Les islamistes shebab ont attaqué le quartier général de la Force de l'Union africaine en Somalie (Amisom). Ils sont parvenus à s'introduire dans l'enceinte ultra-sécurisée à Mogadiscio et ont tué trois soldats africains et un civil.

L'Amisom affirme dans un communiqué publié jeudi soir avoir repris le contrôle du "camp de base" où s'étaient introduits des islamistes somaliens shebab. Cinq d'entre eux ont été tués et trois faits prisonniers.

"Les terroristes, certains vêtus d'uniformes de l'Armée nationale somalienne (SNA) se sont introduits dans le camp de base vers l'heure du déjeuner et tenté d'accéder à des infrastructures essentielles", a expliqué l'Amisom.

"Au cours des combats, trois soldats de l'Amisom un contractuel civil ont malheureusement perdu la vie", explique la Force africaine. Elle avait auparavant fait état de trois soldats africains et un civil blessés.

L'Amisom assure par ailleurs que "tous les employés de l'UA et de l'ONU de la base sont saufs et en sécurité". La base attaquée est une enceinte fortifiée située à l'intérieur du périmètre de l'aéroport de Mogadiscio, lui-même placé sous haute sécurité.
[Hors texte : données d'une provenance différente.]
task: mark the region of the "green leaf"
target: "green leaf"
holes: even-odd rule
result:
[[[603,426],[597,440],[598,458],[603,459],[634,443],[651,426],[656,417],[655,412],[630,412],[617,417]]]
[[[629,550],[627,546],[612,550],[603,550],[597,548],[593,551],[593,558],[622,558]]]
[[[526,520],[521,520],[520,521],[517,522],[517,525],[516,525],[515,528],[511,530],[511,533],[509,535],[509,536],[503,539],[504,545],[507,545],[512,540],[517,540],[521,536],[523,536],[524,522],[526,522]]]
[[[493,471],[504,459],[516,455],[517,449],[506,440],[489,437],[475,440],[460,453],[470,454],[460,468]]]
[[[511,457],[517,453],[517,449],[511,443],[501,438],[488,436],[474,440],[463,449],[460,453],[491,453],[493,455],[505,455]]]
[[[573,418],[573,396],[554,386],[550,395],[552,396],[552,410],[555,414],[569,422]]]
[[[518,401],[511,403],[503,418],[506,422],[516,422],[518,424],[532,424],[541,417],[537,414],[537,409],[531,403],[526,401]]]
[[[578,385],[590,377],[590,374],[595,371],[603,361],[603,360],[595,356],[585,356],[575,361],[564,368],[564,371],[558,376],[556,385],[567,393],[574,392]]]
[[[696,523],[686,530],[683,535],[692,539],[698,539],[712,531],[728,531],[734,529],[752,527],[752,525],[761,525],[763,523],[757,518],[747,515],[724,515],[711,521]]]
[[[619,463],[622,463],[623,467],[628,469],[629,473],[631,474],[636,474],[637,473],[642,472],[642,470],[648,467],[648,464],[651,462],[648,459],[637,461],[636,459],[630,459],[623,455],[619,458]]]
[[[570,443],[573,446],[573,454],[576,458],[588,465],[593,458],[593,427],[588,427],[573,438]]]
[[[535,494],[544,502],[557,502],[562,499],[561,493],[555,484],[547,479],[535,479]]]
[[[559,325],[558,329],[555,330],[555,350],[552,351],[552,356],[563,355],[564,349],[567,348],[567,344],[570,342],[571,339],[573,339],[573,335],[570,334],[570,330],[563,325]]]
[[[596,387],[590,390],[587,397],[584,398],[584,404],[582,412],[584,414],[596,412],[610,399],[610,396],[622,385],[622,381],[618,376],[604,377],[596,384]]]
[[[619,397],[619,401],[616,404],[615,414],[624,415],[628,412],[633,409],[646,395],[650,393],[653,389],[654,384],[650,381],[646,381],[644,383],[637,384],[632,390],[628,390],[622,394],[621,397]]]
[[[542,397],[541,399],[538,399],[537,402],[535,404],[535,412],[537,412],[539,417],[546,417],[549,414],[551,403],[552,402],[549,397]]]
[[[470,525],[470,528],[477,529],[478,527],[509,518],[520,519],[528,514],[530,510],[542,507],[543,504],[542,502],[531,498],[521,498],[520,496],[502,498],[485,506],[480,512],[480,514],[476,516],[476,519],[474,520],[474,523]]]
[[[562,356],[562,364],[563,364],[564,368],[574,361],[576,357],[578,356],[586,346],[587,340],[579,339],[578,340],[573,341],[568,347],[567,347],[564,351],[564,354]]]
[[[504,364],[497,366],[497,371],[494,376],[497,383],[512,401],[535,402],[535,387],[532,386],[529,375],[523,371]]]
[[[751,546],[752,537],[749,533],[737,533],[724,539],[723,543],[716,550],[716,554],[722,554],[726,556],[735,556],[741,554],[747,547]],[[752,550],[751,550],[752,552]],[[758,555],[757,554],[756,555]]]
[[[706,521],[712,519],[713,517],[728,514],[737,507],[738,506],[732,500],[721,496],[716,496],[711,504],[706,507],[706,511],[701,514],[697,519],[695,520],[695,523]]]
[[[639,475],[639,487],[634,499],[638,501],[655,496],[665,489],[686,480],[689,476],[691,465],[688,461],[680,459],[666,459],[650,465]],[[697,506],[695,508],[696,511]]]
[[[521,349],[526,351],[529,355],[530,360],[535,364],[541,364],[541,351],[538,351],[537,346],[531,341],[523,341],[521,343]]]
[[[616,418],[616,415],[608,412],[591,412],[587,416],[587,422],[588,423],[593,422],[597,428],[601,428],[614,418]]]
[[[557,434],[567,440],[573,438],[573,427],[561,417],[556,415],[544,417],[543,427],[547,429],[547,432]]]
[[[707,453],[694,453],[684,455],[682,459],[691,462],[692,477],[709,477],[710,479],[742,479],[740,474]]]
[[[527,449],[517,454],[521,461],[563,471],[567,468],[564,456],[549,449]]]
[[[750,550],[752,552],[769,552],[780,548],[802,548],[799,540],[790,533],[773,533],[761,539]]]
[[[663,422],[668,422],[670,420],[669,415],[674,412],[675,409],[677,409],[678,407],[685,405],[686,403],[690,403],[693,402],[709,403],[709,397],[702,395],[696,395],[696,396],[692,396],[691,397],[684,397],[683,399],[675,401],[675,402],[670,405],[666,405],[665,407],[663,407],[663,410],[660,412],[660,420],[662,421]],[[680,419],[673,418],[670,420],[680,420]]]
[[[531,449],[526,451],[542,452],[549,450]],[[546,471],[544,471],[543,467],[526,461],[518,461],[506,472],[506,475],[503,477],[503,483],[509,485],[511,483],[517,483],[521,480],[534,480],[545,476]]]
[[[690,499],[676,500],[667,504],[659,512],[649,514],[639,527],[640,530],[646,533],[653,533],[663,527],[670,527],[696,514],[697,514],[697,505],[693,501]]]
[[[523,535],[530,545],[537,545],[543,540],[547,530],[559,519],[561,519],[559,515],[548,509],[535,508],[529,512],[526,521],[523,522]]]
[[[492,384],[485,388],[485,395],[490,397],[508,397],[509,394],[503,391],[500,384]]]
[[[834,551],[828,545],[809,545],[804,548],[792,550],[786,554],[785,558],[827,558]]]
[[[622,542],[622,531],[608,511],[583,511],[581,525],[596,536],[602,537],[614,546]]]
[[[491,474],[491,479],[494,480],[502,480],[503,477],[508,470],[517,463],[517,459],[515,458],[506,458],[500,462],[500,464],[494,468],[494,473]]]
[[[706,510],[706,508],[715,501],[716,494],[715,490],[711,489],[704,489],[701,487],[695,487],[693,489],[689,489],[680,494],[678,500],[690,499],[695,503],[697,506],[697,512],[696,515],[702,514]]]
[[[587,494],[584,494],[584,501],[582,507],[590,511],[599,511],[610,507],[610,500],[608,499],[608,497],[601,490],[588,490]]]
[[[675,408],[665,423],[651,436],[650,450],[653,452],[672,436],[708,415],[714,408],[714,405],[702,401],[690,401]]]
Elle abrite plusieurs ambassades et des bureaux de l'ONU.

Fin des tirs

La nationalité des victimes n'a pas été précisée, mais la base attaquée est gérée et protégée par un contingent ougandais de l'Amisom. Elle n'a pas indiqué les fonctions occupées par le contractuel civil tué.

Les shebab avaient immédiatement revendiqué l'attaque dès les premiers tirs. "Nos commandos sont à l'intérieur du quartier général des troupes étrangères en Somalie", avait affirmé leur porte-parole militaire Abdulaziz Abu Musab.

Guérilla et attentats

Déployée depuis 2007 en Somalie pour combattre les shebab, l'Amisom compte aujourd'hui plus de 22'000 hommes. Elle a chassé depuis trois ans les islamistes de Mogadiscio, puis de l'essentiel des localités qu'ils occupaient dans le centre et le sud somalien.

Les shebab continuent néanmoins d'exercer leur autorité sur de vastes portions rurales de territoires. Ils ont abandonné le combat conventionnel pour les actions de guérilla et les attentats, notamment dans la capitale.